Into the still water of Self, bubbles of universe

arise, linger and disappear.

 

2.35

One who realizes Supreme Self

has no use for yoga postures, fixed gazing,

control of breath, or exercises of the nerve-current.

Attainment and non-attainment

are meaningless to him.

 

2.36

One who realizes Supreme Self

is devoid of all relative notions,

like one and many, great and small,

full and empty, all and nothing,

same and different. He is devoid of notions

about knowledge, knower and knowableness,

of ideas about capacity and measurement,

of concepts like equality and disparity.

 

2.37

One who realizes Supreme Self

does so regardless of being disciplined

or undisciplined, wealthy or impoverished,

active or withdrawn, sensual or restrained.

 

2.38

One who realizes Supreme Self

knows beyond a shadow of doubt

that he is not the body, not the mind,

not the senses, not the ego, not intelligence –

that he is neither the subtle elements

nor the gross elements, nor is his nature

that of space.

 

2.39

One who realizes Supreme Self

transcends the injunctions of scriptures.

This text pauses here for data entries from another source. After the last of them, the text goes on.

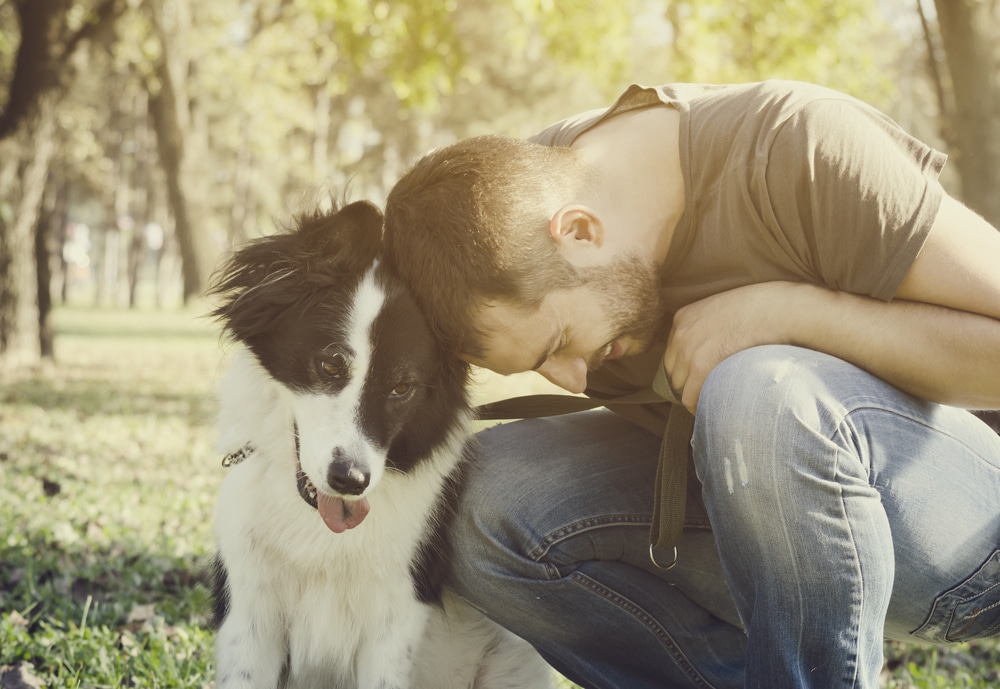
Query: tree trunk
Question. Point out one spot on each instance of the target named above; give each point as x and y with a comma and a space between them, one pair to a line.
19, 335
967, 33
168, 109
51, 223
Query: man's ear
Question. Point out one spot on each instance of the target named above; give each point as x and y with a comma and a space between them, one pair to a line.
576, 227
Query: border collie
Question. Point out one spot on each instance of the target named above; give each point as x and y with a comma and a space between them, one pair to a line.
346, 429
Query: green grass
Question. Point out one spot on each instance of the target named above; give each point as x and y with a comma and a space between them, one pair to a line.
107, 488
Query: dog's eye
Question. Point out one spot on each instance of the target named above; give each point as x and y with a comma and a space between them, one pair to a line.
401, 389
333, 365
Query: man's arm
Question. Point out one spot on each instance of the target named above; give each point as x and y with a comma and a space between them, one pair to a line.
939, 339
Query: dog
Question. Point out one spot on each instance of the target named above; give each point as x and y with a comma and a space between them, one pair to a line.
346, 430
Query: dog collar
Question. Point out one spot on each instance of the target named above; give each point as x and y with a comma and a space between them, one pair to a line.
237, 456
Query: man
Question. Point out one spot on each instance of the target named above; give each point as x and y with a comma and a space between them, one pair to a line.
784, 258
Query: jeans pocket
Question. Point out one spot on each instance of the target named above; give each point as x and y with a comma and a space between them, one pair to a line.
969, 611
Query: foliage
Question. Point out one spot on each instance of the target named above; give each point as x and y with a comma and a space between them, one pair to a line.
838, 43
107, 486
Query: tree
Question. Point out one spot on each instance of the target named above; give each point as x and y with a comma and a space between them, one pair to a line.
53, 41
971, 109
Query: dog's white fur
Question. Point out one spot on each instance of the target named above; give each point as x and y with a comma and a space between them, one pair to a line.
339, 609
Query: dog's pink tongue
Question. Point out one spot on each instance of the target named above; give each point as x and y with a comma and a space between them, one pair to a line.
339, 515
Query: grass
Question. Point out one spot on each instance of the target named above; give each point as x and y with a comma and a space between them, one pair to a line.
107, 488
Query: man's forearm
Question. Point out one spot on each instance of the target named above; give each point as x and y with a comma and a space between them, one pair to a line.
940, 354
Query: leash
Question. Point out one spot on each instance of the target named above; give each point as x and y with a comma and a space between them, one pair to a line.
671, 471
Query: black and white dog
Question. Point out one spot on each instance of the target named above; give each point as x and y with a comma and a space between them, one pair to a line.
348, 431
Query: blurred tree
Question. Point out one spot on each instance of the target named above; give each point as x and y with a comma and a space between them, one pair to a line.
54, 36
831, 42
970, 109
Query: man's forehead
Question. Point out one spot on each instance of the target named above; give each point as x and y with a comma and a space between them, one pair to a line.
513, 338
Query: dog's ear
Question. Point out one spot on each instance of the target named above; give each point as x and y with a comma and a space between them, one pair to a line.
352, 234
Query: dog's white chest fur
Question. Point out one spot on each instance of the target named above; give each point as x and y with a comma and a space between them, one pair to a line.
331, 530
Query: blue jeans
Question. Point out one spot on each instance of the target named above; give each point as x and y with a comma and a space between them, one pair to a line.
832, 511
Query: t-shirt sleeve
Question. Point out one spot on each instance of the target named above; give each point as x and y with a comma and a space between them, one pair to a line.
852, 193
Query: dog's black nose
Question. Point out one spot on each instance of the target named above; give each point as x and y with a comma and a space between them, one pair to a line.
344, 475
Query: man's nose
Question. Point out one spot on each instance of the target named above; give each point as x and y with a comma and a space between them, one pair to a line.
570, 375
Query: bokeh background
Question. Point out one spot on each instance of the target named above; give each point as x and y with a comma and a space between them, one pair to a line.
141, 139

He claims neither duty or absence of duty.

Notions of separateness and oneness

do not apply to him.

Even that which the scriptures prohibit

for others, for him is permissible.

 

 2.40

How can the guru teach that which cannot

be grasped by mind or expressed in speech?

Through the teacher who is ever-one with

Brahma, the light of Truth shines without words.